Daß man dann doch den Weihrauch (wieder-)entdeckte hat drei Gründe:
- Zunächst ist er ein Symbol für die Gebete der Glaubenden, die aufsteigen wie der helle aromatische
Rauch,
- dann ist das Verbrennen des kostbaren Weihrauchs ein Opfer, etwas, auf das ich für Gott verzichte,
- und zu guter Letzt sollte es im Hause Gottes auch angenehm riechen.
Im Zeitalter der kostbaren Parfums ist diese Wirkung heute nicht mehr so notwendig. Früher war das etwas anders.
Interessant ist, daß in Santiago de Compostela, dem berühmten Pilgerort
Spaniens ein gewaltiges, mannshohes Rauchfass quer durch die Kirche geschwungen wurde und wird. Angesichts der vielen verschwitzten Pilger, die in ihrer Pilgerkleidung monatelang unterwegs waren,
wird das Domkapitel dort wissen, warum.
Im Alten Testament diente Weihrauch allein zum Tempelkult. Er wurde - mit den
Opfergaben - auf dem Altar verbrannt.
Im Islam - besonders in den Arabischen Ländern wird Weihrauchduft vor allem in Wohnräumen verwendet. Er hat seine religiöse
Bedeutung hier verloren. Reiche Araber kaufen dazu auch den kostbarsten Weihrauch.

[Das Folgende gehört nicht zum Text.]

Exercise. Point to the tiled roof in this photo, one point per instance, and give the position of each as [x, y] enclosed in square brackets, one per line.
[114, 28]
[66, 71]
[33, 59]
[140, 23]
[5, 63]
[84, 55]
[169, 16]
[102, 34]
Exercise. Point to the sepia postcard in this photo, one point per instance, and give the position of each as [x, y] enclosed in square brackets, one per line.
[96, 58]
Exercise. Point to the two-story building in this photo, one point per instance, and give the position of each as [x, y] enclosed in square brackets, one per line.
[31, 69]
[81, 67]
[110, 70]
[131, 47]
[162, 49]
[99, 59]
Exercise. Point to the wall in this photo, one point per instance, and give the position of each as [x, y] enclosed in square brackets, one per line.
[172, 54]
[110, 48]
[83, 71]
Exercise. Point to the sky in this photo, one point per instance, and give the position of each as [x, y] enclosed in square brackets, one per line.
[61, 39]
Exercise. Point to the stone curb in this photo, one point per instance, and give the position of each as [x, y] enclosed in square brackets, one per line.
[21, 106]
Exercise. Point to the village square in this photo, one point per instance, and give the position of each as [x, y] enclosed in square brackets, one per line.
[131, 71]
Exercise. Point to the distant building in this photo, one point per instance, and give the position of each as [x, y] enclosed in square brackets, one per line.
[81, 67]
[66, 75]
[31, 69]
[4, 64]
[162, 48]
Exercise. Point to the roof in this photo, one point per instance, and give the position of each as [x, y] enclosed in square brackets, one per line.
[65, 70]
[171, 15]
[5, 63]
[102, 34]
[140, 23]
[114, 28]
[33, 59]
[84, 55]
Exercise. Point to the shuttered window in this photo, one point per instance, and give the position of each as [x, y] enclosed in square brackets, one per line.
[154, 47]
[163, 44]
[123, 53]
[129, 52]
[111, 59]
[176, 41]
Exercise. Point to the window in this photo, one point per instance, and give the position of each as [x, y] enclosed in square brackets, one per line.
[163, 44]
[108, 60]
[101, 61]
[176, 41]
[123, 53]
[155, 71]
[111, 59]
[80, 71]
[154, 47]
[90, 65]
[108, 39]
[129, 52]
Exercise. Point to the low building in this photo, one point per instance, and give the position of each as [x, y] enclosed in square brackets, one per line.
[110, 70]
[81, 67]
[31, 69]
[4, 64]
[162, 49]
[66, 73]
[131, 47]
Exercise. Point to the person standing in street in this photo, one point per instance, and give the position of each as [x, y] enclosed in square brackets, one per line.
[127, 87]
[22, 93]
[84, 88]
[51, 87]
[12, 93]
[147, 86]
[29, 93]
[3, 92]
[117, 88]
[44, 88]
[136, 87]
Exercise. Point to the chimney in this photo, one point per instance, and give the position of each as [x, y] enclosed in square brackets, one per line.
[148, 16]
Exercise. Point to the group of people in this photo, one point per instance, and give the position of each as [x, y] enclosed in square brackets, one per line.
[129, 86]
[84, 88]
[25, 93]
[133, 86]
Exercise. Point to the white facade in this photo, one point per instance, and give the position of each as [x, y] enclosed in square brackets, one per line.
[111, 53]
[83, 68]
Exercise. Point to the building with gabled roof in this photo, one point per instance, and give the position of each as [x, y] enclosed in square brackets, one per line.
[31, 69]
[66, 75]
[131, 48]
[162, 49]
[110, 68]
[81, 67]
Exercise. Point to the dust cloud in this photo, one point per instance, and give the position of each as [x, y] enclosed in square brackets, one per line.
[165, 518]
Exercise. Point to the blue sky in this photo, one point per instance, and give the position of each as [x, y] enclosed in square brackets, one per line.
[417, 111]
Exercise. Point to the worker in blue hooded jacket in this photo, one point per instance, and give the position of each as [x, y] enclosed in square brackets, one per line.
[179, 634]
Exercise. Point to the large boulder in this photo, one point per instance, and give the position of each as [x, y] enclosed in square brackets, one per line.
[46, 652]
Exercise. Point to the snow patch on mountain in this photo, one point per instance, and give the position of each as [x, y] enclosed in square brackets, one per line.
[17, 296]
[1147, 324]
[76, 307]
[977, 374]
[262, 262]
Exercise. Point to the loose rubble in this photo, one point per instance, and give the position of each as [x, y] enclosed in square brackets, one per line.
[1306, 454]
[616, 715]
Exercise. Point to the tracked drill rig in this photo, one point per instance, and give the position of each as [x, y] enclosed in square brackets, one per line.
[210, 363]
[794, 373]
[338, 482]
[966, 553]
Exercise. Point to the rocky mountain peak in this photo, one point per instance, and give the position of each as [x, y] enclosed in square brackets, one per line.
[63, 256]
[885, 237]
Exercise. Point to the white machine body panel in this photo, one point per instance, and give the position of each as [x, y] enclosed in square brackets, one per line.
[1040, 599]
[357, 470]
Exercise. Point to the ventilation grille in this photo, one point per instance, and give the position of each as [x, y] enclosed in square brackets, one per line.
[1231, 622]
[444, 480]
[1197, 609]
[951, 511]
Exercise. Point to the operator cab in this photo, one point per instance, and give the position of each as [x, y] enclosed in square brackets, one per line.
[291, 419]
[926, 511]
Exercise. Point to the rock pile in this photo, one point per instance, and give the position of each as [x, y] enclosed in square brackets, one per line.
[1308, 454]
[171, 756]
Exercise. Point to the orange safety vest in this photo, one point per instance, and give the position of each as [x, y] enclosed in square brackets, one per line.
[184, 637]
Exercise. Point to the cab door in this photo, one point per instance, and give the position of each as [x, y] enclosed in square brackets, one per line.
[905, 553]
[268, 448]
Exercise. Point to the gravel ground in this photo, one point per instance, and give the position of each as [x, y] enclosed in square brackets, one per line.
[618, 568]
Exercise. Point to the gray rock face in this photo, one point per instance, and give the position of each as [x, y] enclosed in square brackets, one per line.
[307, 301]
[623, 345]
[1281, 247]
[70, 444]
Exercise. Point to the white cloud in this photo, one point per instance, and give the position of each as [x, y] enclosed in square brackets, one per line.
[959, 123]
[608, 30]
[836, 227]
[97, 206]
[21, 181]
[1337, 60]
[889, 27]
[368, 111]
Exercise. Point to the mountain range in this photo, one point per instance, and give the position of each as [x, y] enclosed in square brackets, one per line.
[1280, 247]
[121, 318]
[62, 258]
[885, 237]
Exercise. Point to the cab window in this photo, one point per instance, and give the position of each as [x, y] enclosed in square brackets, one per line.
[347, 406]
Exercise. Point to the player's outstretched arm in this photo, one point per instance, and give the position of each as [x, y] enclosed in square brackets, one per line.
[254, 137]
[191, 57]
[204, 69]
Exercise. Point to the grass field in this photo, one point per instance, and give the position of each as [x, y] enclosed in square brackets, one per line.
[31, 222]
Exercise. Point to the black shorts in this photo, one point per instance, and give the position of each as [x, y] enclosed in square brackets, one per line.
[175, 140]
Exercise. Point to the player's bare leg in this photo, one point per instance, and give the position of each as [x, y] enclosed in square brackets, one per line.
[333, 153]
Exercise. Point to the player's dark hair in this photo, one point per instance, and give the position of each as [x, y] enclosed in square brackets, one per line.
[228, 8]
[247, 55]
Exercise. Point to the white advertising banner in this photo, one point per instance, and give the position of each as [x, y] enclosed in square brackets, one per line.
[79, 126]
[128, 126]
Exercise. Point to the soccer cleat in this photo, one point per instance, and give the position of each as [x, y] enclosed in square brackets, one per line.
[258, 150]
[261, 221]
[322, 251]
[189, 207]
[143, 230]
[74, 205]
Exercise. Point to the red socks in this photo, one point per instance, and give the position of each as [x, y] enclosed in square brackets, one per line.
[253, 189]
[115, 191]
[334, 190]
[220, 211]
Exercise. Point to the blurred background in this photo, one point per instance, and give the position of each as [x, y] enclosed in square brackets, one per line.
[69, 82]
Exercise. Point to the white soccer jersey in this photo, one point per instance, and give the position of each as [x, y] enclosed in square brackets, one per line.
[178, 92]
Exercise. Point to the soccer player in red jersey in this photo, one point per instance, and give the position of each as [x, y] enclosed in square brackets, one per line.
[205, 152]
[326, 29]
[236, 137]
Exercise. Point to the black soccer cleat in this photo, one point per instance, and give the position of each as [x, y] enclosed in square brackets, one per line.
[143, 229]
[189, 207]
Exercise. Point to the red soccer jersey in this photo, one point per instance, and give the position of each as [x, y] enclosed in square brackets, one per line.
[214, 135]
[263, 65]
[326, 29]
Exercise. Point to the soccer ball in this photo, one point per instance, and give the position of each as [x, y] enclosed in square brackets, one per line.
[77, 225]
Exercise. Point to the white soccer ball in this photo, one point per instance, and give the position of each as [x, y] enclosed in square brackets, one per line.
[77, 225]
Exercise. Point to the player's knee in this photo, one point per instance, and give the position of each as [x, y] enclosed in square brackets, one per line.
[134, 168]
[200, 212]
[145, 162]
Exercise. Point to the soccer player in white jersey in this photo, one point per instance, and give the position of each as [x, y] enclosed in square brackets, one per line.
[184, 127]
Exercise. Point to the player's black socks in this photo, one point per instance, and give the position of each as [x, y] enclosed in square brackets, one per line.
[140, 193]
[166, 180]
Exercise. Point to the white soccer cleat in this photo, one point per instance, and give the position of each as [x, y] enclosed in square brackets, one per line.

Um das Jahr 400 dichtet ein Christ - Prudentius - über die Gaben der
drei königlichen Besucher für das göttliche Kind:
„Den König kündet an das Gold, dem Gott steigt auf des
Weihrauchs Duft, doch weist voraus auf Tod und Grab der Myrrhen-Körner Bitterkeit.“
Er deutet diese Gaben vom Glauben her.
Und wer weiß - vielleicht gibt er uns einen Hinweis darauf, daß die
drei Weisen in Wahrheit auch solche Geschenke mitgebracht haben, die die junge Familie in ihrer Situation notwendiger gebrauchen konnte.